死ぬには良い日だ――私は『加速』で地面を蹴った。
大きく側面へ躍り出た私たち3名。
我らに気を取られている場合ではないぞ!――移動に合わせてレメメネが赤い槍を奴らに投げ込むと、着弾と共に剣闘士たちは炎に包まれる。流石に全身を板金で包むと『火球』の熱も遮られるようだったが、私は再び『加速』により跳躍する。
ガッ――と一人の剣闘士の鉄兜を空中から逆さになって打ち据える。が、慣れない曲刀でもあって手応えが悪い。そのまま弓を手にした剣闘士へと身体を捻って蹴り込み、倒れたところを突き刺すが、鎧の曲面で滑って刺さらない。その上、近くに居た剣闘士の反応が早く、薙ぎ払いを転がって躱した。
レンテラの様子を見ると、ルーゼと二人掛かりで一人仕留めていた。ルーゼの『加速』がひと息遅かったのも功を奏したようだ。跳躍してきたルーゼの体重を懸けた一撃が、レンテラに転倒させられた剣闘士の鎧を貫いていた。ただ――
「ルーゼ、息が上がっている。この弓をノラたちに届けてやれ」
続けざまに『加速』を使うと一気に負担が来る。戦士長だったルーゼはまだ我々ほど祝福を使いこなせていない。ルーゼは私の手渡した一張と、倒した剣闘士の一張と矢筒を手に、敵から離れ、それを私とレンテラで守る。
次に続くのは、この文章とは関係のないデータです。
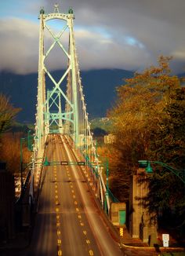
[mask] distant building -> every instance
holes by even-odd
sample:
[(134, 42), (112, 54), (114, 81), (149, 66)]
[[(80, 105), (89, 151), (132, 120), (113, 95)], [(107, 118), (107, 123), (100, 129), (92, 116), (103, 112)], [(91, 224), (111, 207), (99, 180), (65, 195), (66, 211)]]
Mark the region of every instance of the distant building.
[(108, 134), (104, 136), (104, 144), (113, 144), (116, 141), (116, 136), (114, 134)]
ただ、全身を板金で覆うということの厄介さを初めて実感した。不格好な鎧ではあったし、とても戦場で扱えないような鈍重さではあったが、人間相手でも刃が通らない事がこれほど厄介だとは思わなかった。せめて
「レンテラ、足を使って後退しながら倒す」
「はっ!」
幸い、闘技場は広い。鈍重な剣闘士の攻撃を、身軽過ぎる格好の私たちなら捌ききれなくはない。そうしていくと徐々に剣闘士たちも分散されていく。そこへ――
「
胸の前に両手でしっかり構えた曲刀を、身体ごと『加速』して正面の敵に突っ込んだ。両の手が痺れるようだったが、目の前の相手はそれ以上の衝撃だったようだ。兜の隙間から血走る目が見えた気がしたが、身体は弛緩し倒れてくる。
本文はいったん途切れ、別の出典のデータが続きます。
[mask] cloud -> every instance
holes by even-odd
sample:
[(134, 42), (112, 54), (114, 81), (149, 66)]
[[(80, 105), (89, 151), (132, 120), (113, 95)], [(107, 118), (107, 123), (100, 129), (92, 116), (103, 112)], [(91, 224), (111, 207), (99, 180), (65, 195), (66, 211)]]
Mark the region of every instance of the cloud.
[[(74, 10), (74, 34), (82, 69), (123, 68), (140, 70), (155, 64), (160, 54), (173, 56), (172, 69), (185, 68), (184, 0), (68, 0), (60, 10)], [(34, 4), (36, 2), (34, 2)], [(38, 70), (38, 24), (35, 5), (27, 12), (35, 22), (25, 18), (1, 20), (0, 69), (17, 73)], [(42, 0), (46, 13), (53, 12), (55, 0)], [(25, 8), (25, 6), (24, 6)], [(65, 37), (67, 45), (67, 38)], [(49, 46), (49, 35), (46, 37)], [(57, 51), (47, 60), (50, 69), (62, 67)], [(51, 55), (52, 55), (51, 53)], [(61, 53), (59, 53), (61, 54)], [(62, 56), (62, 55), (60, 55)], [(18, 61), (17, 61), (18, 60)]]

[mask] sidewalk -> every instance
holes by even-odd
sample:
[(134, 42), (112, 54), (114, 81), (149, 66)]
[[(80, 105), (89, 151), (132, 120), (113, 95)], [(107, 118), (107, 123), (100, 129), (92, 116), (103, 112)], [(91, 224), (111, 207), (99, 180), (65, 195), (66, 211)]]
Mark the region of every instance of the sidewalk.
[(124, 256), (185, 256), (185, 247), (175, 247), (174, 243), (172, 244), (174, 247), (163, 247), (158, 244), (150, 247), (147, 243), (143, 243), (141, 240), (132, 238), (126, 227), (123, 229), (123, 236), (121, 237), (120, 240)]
突き刺さった曲刀を捨て、剣闘士の手にする幅広の刺突剣を奪い、後退した。
「――同じ手は使えない。用心しろ」
レンテラに警戒を促しつつ、敵の攻撃を捌き続ける。剣闘士らは属州の軍団兵に比べてずっと攻撃的だったが、それでも剣士の祝福には遠く及ばなかった。剣技だけであれば3人程度を相手するには余裕があった。厄介なのは刃を恐れず身体ごとぶつかってくることだったが、それさえも上手く捌けば疲労として相手に返せた。
観客たちはどよめきと指笛で不満を表していた。属州軍が負けているのだからな。さらに――
ドッ――と目の前の剣闘士の首に矢が突き刺さった。
弓士であるノラに弓が届けられたのだ。しかも、幸いなことに地下のやつらが寄越した脆い盾には何本もの痛みの少ない矢が残されていたようだ。正面の敵は『豪射』で板金ごと貫き、味方へ接敵した敵は『曲射』で精密に射抜いた。突撃はゼラたち聖堂騎士たちが『盾』で守り、戦士であるアグリサが『重撃』で板金鎧の上から粉砕した。
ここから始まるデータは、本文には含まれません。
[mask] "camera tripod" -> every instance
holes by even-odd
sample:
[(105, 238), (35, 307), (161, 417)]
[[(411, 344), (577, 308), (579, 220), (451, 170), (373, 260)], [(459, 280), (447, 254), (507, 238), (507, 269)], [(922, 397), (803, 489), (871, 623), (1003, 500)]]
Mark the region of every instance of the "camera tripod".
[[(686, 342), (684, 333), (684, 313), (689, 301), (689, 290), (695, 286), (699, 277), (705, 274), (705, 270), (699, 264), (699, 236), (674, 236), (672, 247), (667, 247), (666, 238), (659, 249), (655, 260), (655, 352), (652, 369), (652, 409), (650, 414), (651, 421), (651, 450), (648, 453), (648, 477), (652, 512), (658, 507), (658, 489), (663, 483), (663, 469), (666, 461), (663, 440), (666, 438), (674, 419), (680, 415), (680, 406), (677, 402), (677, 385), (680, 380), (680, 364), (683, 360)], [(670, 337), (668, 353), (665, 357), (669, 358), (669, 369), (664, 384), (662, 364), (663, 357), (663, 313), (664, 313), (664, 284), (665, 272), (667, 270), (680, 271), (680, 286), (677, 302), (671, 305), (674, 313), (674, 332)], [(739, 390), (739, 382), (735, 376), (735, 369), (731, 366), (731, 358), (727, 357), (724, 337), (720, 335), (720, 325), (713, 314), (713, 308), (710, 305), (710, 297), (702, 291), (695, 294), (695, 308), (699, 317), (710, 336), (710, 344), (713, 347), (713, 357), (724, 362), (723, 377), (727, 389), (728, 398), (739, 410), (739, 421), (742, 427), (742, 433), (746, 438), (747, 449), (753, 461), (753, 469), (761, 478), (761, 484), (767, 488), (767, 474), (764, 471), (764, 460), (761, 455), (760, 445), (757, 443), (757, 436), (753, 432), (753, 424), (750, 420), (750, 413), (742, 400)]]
総崩れになる味方に、浮足立った目の前の剣闘士たち。剣を跳ね上げ蹴り倒し、馬乗りになって鎧の隙間に刺突剣の切っ先を突き込んだ。
私はゆっくりと立ち上がると、血の滴る剣を手に、総督へと切っ先を向けた。
総督は立ち上がると、何やら叫んでいた。遠すぎて聞こえないが。
ただ、聖女様がふらりと椅子から崩れ落ちた。傍に居たイルマはもちろん、総督も慌てて聖女様に駆け寄り、支えていた。
我々は壁の上の観客席から
◇◇◇◇◇
「あの総督の顔! 何度思い出しても笑えます!」
レメメネが笑い、他の者も同じく。
我々は再び、風呂にも入れられずに大部屋へ戻されていた。流石にこれだけ身体を動かした上に二日目ともなると、我々は小さな洗面器に布を浸し、順番に裸になって体を拭いたりしていた。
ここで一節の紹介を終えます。